Starglo is a phase III, open-label, multicenter, randomized study evaluating the efficacy and safety of glofitamab in combination with gemcitabine plus oxaliplatin versus rituximab in combination with gemcitabine and oxaliplatin in patients with relapsed/refractory diffuse large b-cell lymphoma.

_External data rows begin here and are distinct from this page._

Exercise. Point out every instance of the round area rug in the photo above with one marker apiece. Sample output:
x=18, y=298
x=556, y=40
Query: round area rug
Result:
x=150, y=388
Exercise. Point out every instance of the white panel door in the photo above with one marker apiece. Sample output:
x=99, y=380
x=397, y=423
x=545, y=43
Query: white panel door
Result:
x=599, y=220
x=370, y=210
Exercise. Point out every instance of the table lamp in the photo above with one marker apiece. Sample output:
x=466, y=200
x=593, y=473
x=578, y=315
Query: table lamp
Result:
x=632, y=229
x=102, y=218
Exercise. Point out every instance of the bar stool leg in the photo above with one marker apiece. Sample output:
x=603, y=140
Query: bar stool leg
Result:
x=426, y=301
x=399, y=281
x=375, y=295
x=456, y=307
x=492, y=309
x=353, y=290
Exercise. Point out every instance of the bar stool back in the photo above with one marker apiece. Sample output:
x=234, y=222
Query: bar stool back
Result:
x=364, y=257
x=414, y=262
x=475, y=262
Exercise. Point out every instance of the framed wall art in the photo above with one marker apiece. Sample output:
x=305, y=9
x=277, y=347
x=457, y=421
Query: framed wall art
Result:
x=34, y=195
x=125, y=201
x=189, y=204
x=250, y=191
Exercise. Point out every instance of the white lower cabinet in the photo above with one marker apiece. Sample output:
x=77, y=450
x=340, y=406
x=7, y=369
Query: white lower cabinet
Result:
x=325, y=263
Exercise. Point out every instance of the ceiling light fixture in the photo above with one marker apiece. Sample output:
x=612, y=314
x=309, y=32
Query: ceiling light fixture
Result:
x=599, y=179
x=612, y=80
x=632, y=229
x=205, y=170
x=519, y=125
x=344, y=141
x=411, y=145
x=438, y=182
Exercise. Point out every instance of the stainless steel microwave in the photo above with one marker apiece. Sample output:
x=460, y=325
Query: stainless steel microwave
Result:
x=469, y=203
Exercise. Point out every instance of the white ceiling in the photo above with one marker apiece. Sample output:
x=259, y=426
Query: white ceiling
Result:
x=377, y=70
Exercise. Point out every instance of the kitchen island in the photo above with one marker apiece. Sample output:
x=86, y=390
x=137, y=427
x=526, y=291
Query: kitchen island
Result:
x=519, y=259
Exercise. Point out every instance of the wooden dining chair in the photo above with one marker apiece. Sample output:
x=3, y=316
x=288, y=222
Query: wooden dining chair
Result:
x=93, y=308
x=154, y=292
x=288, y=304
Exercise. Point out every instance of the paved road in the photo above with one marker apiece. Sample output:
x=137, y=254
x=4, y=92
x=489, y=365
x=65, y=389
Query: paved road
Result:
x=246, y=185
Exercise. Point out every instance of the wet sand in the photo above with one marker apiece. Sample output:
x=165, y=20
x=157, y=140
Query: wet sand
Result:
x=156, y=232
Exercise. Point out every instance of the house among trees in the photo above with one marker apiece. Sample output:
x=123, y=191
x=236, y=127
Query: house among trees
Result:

Relapsed/Refractory Diffuse Large B-cell Lymphoma
STARGLO is a trial comparing a standard chemotherapy program (R-GemOx) with chemotherapy (GemOx) and a new type of immunotherapy called glofitamab. Glofitamab has been tested in this subtype of lymphoma and shown to be an effective treatment. Patients who participate will have a 66% chance of treatment with the immunotherapy containing arm (GemOx and glofitamab) and a 33% chance of receiving the standard chemotherapy. This trial is suitable for patients with diffuse large B-cell lymphoma in whom the lymphoma has returned after at least one prior treatment.
Key Eligibility Criteria
▸ Histologically confirmed diffuse large B-cell lymphoma, NOS
Excluded:
- History of transformation of indolent disease to DLBCL
- High-grade B-cell lymphoma (HGBCL) with MYC and BCL2
and/or BCL6 rearrangements, and high-grade B-cell lymphoma NOS, as defined by to 2016 WHO guidelines;
- Patients classified as “double-hit” lymphoma with known MYC and BCL2 and/or BCL6 rearrangements are excluded.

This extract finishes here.